A Black History Month reading list with fiction, nonfiction, poetry, memoir, and even a musical tie-in edition.
THE DEFENDER: How the Legendary Black Newspaper Changed America by Ethan Michaeli. Veteran reporter Ethan Michaeli tells the story of Chicago’s iconic black newspaper, the family and the journalists who made it great, and the hidden history of black America in the twentieth century.
THE BLACK PRESIDENCY: Barack Obama and the Politics of Race in America by Michael Eric Dyson. A provocative and lively deep dive into the meaning of America’s first black presidency, from “one of our most graceful and lucid intellectuals writing on race and politics today” (Vanity Fair)

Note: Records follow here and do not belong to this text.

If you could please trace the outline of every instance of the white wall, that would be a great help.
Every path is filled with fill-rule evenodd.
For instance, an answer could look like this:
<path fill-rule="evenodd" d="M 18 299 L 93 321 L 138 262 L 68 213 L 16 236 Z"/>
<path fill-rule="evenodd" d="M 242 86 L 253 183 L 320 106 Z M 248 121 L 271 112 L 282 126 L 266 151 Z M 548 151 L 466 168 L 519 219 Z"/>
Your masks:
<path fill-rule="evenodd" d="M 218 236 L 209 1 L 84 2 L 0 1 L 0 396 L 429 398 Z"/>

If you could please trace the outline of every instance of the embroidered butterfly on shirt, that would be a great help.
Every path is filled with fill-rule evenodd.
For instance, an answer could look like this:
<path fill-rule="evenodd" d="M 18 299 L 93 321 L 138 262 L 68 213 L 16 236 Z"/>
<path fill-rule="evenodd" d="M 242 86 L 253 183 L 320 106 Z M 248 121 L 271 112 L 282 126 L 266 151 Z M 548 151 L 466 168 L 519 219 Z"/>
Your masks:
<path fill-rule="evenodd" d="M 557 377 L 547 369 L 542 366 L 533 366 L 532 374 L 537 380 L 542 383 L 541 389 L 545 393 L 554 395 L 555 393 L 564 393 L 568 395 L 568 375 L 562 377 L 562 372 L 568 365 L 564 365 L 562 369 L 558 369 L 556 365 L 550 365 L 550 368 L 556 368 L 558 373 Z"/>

THE TURNER HOUSE by Angela Flournoy. A National Book Award shortlisted novel centered on the journey of the Turner family and its thirteen siblings, particularly the eldest and youngest, as they face the ghosts of their pasts, the imminent loss of their mother, and the necessary abandonment of their family home in struggling Detroit.
UNDER THE UDALA TREES by Chinelo Okparanta. Inspired by her mother’s stories of war and Nigeria’s folktale traditions, Under the Udala Trees is Chinelo Okparanta’s deeply searching, powerful debut about the dangers of living and loving openly.
FIRE SHUT UP IN MY BONES by Charles Blow. A gorgeous, moving memoir of how one of America’s most innovative and respected journalists found his voice by coming to terms with a painful past.
THRALL: Poems by Natasha Trethewey. The Pulitzer Prize–winning Native Guard explored Natasha Trethewey’s relationship with her black mother. Thrall takes on the uneasy relationship between Trethewey and her white father. It charts the intersections of public and personal history that determine the roles to which a mixed-race daughter and her white father are consigned.
THE COLOR PURPLE (Musical Tie-In) by Alice Walker. the story of two sisters—one a missionary in Africa and the other a child wife living in the South—who sustain their loyalty to and trust in each other across time, distance, and silence. Beautifully imagined and deeply compassionate, this classic novel of American literature is rich with passion, pain, inspiration, and an indomitable love of life.